Convert GFF3 to GTF file format
What is GFF3 file format?
- GFF3 (Generic Feature Format Version 3) file format represents the genomic features in a simple text-based tab-delimited file
 - GFF3 file has nine fields (seqid, source, feature, start, end, score, strand, phase, and attributes)

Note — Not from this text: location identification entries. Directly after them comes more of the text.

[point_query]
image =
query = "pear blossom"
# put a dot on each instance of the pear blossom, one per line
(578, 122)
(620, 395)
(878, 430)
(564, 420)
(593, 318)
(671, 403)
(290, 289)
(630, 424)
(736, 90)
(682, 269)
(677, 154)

 - The lines which starts with ‘##’ provides the meta-information of the file and ‘#’ represents the human-readable comments
 
| Field name | Description | 
|---|---|
| seqid | Chromosome or scaffold identifier for a given feature type (gene, mRNA, exon, CDS, or UTR) | 
| source | name of the source from where the feature is generated. It can be name of software or databases. | 
| type | Type of the feature (e.g. gene, mRNA or transcript, exon, CDS, or UTR) | 
| start | 1-based start integer coordinate of given feature type | 
| end | 1-based end integer coordinate of given feature type | 
| score | score of the feature type | 
| strand | plus (+) or minus (-) strand of the feature type | 
| phase | phase indicates the first base of the codon relative to the 5’ end in CDS feature. If phase=0, the codon begin at the first base of CDS nucleotide; if phase=1 the codon begin at the second base of CDS nucleotide; if phase=2 the codon begin at the third base of CDS nucleotide. Phase is required for all CDS features. | 
| attributes | feature annotation in the format of tag=value (tag e.g. ID, Parent, Name etc.). Multiple annotation are separated by ‘;’. It is not necessary to quote the values. | 
Representation of genomic features of plant Arabidopsis thaliana in GFF3 format (only one gene has shown) downloaded from Phytozome database
##gff-version 3
##annot-version TAIR10
Chr1	phytozomev10	gene	3631	5899	.	+	.	ID=AT1G01010.TAIR10;Name=AT1G01010
Chr1	phytozomev10	mRNA	3631	5899	.	+	.	ID=AT1G01010.1.TAIR10;Name=AT1G01010.1;pacid=19656964;longest=1;Parent=AT1G01010.TAIR10
Chr1	phytozomev10	five_prime_UTR	3631	3759	.	+	.	ID=AT1G01010.1.TAIR10.five_prime_UTR.1;Parent=AT1G01010.1.TAIR10;pacid=19656964
Chr1	phytozomev10	CDS	3760	3913	.	+	0	ID=AT1G01010.1.TAIR10.CDS.1;Parent=AT1G01010.1.TAIR10;pacid=19656964
Chr1	phytozomev10	CDS	3996	4276	.	+	2	ID=AT1G01010.1.TAIR10.CDS.2;Parent=AT1G01010.1.TAIR10;pacid=19656964
Chr1	phytozomev10	CDS	4486	4605	.	+	0	ID=AT1G01010.1.TAIR10.CDS.3;Parent=AT1G01010.1.TAIR10;pacid=19656964
Chr1	phytozomev10	CDS	4706	5095	.	+	0	ID=AT1G01010.1.TAIR10.CDS.4;Parent=AT1G01010.1.TAIR10;pacid=19656964
Chr1	phytozomev10	CDS	5174	5326	.	+	0	ID=AT1G01010.1.TAIR10.CDS.5;Parent=AT1G01010.1.TAIR10;pacid=19656964
Chr1	phytozomev10	CDS	5439	5630	.	+	0	ID=AT1G01010.1.TAIR10.CDS.6;Parent=AT1G01010.1.TAIR10;pacid=19656964
Chr1	phytozomev10	three_prime_UTR	5631	5899	.	+	.	ID=AT1G01010.1.TAIR10.three_prime_UTR.1;Parent=AT1G01010.1.TAIR10;pacid=19656964
Download Arabidopsis thaliana GFF3 file for all genomic features of Chr 1 in GFF3 format
What is GTF file format?
- GTF (Gene Transfer Format) file format is similar in structure as in GFF2 format
 - As GFF3, GTF also represents the genomic features in a simple text-based tab-delimited file
 - GTF has similar field information as described above for GFF3 with some changes in the attributes field
 - GTF requires CDS, start_codon, and stop_codon in the feature field. UTR (five_prime_UTR and three_prime_UTR), inter (intergenic region), and exon feature types are optional.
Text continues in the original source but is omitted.